Unidentified Participant
(inaudible) sitting in for Mark. Just had -- maybe change the topic a little bit. VX135, a few questions come to mind, but to just to stick to this one, maybe you can give us, if there is an understanding as to the relapse that occurred in the 200mg-plus [decladager] arm, whether there's an understanding as to the reasoning. Was there deep sequencing, was there a possible mutation we are seeing?
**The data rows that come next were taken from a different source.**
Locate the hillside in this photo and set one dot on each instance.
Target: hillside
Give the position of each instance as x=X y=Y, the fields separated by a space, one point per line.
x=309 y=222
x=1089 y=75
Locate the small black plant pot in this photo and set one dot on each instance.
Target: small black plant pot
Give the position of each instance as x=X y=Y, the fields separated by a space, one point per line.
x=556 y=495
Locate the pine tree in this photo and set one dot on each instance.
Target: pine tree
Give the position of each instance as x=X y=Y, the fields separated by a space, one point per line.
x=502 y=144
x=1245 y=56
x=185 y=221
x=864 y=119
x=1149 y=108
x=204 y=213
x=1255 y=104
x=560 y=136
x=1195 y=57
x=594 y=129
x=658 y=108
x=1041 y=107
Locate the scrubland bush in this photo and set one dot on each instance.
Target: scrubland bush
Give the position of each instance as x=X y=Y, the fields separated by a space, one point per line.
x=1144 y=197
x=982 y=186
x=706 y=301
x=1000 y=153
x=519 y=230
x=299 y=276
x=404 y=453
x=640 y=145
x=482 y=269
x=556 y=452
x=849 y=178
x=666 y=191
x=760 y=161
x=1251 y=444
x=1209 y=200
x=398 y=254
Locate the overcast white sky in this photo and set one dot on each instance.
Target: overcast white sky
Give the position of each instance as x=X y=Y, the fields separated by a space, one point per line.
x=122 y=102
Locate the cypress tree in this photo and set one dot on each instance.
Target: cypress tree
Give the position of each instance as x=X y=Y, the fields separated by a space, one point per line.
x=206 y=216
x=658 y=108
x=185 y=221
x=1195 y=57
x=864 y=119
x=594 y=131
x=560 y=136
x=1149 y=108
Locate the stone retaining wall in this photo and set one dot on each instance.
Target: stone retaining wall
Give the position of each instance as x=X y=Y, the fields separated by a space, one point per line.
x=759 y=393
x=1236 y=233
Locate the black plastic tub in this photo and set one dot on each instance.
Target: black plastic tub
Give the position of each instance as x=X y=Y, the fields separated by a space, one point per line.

Bob Kauffman, M.D. - Co-Chief Medical Officer
This is Bob. Sequencing is ongoing in that study. We don't have any results yet, so I think we will report those likely at a medical meeting.
Operator
Rachel McMinn, Merrill Lynch.
Rachel McMinn - Analyst
I was a little bit surprised by the R&D numbers. It looks like there is a pretty big step-down there, just the split in OpEx, not the total OpEx. I guess I wanted to -- can you maybe walk through in a little bit more granularity what the -- how to think about that over the course of the year? As a follow up to that on the HCV side, if I'm understanding your comments there, should we assume at this point your guidance contains no HCV expenses, either legacy Telaprevir expenses or for 135? I guess in your ongoing discussions with Bristol, is that like a non-starter for you, you're not spending anything on (inaudible)?
Ian Smith - EVP and CFO
Thank you Rachel, I am scribbling down the questions so I can get to all of them. First of all, the trend of operating expense. I will start by saying what you see is our operating expense in Q4 of 2013. You should see a 5% to 10% decline as we go into Q1 of 2014. Then when you look through the year, it off-loads around based on the timing of certain clinical trials. However it's not significant.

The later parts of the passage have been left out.